Shojania noted that 12 patients with clinical abnormalities were excluded because they improved without therapy. However, clinical manifestations in all 37 responders were persistent for at least one month prior to beginning treatment.

Less relevant are Carmel's comments regarding hypersegmented neutrophils, Schilling test results, and intrinsic factor antibody data. Hypersegmented neutrophils have limited value, and their presence or absence would not detract from the therapeutic effects of cobalamin on the clinical parameters monitored.7  While intrinsic factor antibody and Schilling test abnormalities address mechanisms of cobalamin deficiency, they neither establish nor exclude the presence of cobalamin deficiency and are not relevant to the concept of cobalamin-responsive disorders. Similarly, Carmel's comments on subclinical cobalamin deficiency are not applicable to my study of patients with clinical abnormalities.

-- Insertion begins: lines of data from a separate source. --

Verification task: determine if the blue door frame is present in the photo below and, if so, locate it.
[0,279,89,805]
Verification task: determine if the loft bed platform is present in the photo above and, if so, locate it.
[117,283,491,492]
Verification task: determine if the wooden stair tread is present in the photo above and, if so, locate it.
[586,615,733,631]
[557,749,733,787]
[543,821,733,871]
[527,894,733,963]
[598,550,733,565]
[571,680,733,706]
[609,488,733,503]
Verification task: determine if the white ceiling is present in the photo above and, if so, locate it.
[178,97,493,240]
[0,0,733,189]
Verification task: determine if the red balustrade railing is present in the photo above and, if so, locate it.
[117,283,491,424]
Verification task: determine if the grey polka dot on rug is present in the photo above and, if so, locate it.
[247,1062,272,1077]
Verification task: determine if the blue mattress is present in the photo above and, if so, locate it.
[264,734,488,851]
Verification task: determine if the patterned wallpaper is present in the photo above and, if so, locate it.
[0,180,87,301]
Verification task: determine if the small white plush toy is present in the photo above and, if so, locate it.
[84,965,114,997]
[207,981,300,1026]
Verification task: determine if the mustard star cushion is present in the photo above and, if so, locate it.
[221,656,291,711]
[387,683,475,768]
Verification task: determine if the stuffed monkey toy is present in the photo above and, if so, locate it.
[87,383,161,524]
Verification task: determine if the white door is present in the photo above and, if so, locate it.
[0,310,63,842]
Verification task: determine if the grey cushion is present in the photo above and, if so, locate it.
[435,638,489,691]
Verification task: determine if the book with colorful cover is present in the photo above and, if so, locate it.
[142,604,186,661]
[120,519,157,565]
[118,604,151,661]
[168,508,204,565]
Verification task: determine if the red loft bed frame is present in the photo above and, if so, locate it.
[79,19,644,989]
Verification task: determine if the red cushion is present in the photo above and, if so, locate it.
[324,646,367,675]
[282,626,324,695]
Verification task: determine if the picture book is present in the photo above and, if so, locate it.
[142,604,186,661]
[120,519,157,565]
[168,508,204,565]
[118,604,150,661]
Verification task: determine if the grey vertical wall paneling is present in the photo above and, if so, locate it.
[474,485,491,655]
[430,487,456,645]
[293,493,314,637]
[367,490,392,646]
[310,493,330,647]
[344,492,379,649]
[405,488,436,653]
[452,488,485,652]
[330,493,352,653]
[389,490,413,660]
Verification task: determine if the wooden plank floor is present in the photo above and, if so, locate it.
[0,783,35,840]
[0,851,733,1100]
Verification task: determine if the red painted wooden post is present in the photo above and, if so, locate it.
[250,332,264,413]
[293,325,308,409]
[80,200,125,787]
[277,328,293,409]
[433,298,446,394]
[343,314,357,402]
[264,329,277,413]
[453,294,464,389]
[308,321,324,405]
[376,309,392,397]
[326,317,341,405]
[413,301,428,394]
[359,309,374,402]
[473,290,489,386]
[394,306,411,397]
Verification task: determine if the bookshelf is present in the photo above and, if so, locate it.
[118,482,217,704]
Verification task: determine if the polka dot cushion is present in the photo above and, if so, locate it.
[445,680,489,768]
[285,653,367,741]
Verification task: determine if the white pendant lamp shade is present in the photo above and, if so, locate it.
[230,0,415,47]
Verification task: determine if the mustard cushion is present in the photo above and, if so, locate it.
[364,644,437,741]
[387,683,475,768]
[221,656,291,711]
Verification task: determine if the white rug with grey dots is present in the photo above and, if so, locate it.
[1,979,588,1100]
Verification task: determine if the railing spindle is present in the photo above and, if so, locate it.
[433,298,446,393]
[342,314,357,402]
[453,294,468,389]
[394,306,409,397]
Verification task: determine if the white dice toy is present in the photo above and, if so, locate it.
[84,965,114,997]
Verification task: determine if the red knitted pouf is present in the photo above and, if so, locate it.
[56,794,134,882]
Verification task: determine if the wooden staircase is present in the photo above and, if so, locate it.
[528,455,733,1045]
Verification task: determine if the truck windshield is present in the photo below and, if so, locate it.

Finally, Shojani misread Table 4. Actually, 45% of patients with either low and intermediate serum cobalamin levels or moderately increased and elevated methylmalonic acid levels were nonresponders. Thus, testing is about a 50-50 proposition that fully supports the conclusion that serum cobalamin and metabolite measurements often fail to predict whether a patient will respond to pharmacologic doses of cobalamin.